Scientific

All scientific tools on CalkHub run entirely in your browser — no data sent to servers, no account needed. Whether you are a GCSE student working through trigonometry, an engineering student checking unit conversions for a lab report, or a developer running simulations, these tools return accurate results instantly with the formula shown alongside every answer.

Scientific calculators handle the mathematics that go beyond basic arithmetic — trigonometry, logarithms, exponents, unit conversions, and number generation. These free online tools are built for students, engineers, teachers, and professionals who need accurate results instantly without installing software or opening a spreadsheet.

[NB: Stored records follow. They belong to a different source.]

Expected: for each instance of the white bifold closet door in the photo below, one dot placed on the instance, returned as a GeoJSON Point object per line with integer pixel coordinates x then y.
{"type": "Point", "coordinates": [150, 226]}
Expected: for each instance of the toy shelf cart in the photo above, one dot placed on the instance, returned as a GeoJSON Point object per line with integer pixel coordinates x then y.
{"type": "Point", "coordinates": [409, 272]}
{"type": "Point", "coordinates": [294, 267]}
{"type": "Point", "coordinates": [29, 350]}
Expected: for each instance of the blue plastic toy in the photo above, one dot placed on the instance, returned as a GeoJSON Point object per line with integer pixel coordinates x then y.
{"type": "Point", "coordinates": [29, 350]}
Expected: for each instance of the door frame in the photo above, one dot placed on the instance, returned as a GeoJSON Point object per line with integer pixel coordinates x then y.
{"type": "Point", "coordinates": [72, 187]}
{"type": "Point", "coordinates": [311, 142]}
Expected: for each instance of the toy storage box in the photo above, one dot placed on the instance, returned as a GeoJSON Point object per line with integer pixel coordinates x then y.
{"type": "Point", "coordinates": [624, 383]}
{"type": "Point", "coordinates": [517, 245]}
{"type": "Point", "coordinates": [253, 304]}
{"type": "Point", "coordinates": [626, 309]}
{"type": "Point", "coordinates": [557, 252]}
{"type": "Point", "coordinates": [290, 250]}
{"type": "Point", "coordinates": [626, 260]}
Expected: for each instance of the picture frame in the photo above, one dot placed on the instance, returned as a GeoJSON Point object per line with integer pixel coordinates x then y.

Free Online Scientific Calculator

The Scientific Calculator supports all standard functions: sin, cos, tan and their inverses, natural and base-10 logarithms, powers, square and cube roots, factorials, and π. It respects the standard order of operations (BODMAS/PEMDAS) exactly as defined in mathematical convention. Switch between Degrees and Radians mode with one click — the most common source of trig errors when moving between everyday angles and calculus contexts. Results update in real time as you type.

Multi-Category Unit Converter

The Unit Converter converts between length (metres, feet, inches, miles, km), weight (kg, lbs, grams, ounces), temperature (Celsius, Fahrenheit, Kelvin), area, volume, and speed units — all in one place. Each conversion shows the formula used, so you can verify the result independently. Commonly used by engineering students for lab reports, by travellers converting between imperial and metric, and by chefs scaling international recipes.

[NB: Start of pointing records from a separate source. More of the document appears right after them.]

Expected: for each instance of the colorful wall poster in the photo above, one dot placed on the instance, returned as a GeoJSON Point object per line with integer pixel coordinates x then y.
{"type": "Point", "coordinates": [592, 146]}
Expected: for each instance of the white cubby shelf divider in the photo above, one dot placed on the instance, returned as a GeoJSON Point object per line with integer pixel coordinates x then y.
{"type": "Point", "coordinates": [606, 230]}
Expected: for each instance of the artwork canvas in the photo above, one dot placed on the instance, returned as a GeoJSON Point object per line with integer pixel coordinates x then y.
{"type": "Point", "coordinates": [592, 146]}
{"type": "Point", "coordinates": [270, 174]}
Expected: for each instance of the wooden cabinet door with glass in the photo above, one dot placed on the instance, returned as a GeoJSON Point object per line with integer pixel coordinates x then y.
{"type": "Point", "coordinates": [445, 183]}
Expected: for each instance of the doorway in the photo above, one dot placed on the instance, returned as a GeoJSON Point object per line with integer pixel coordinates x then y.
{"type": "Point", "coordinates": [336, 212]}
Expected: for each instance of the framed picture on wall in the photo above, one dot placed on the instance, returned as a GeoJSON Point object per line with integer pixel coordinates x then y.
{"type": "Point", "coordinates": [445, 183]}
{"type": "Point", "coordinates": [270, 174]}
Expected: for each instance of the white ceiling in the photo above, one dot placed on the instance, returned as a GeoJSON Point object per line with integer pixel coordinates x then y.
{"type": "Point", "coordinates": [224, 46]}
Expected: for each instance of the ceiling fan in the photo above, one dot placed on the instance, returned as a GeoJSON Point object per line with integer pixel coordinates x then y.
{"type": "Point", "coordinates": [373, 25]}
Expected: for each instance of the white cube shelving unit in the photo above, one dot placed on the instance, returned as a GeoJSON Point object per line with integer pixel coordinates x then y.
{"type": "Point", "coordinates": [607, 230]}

Random Number Generator — Cryptographically Seeded

The Random Number Generator uses JavaScript's crypto.getRandomValues() API — a cryptographically secure pseudo-random number generator seeded with hardware entropy. This means results are statistically uniform and practically indistinguishable from true randomness for all non-security uses. Generate single numbers, multiple unique numbers, dice rolls (D4 through D100), coin flips, or pick random items from a custom list. Used by teachers for fair classroom draws, by game masters for tabletop RPGs, and by researchers running Monte Carlo simulations.

Who Uses These Tools?

Secondary and university students use the scientific calculator for physics, chemistry, and mathematics coursework — GCSE and A-Level students rely on it for trigonometric ratios in wave mechanics, logarithms in pH chemistry, and statistical distributions in data analysis. Engineers use the unit converter daily to cross-check between SI and imperial measurements when reviewing international specification sheets or legacy blueprints. Game designers and statisticians use the random number generator for playtesting, Monte Carlo simulations, and fair sampling in survey research. Teachers use it for fair classroom draws and random group assignments. All tools run entirely in your browser — no data is sent to our servers, and no signup is required.

Scientific Calculator vs Calculator App on Phone

Most smartphones include a basic calculator app, and some offer a scientific mode when rotated to landscape. However, phone calculator apps have significant drawbacks for serious scientific work: the small touch targets make complex expression entry error-prone, there is no visible formula history to track intermediate steps, and switching between modes (degrees/radians, scientific/basic) is buried in menus. A dedicated online scientific calculator like CalkHub provides large, clearly labelled buttons, a visible expression display, instant mode switching, and keyboard support for fast touch-typing. For exam revision, engineering calculations, or any multi-step formula work, a purpose-built scientific calculator is far more reliable than a phone app.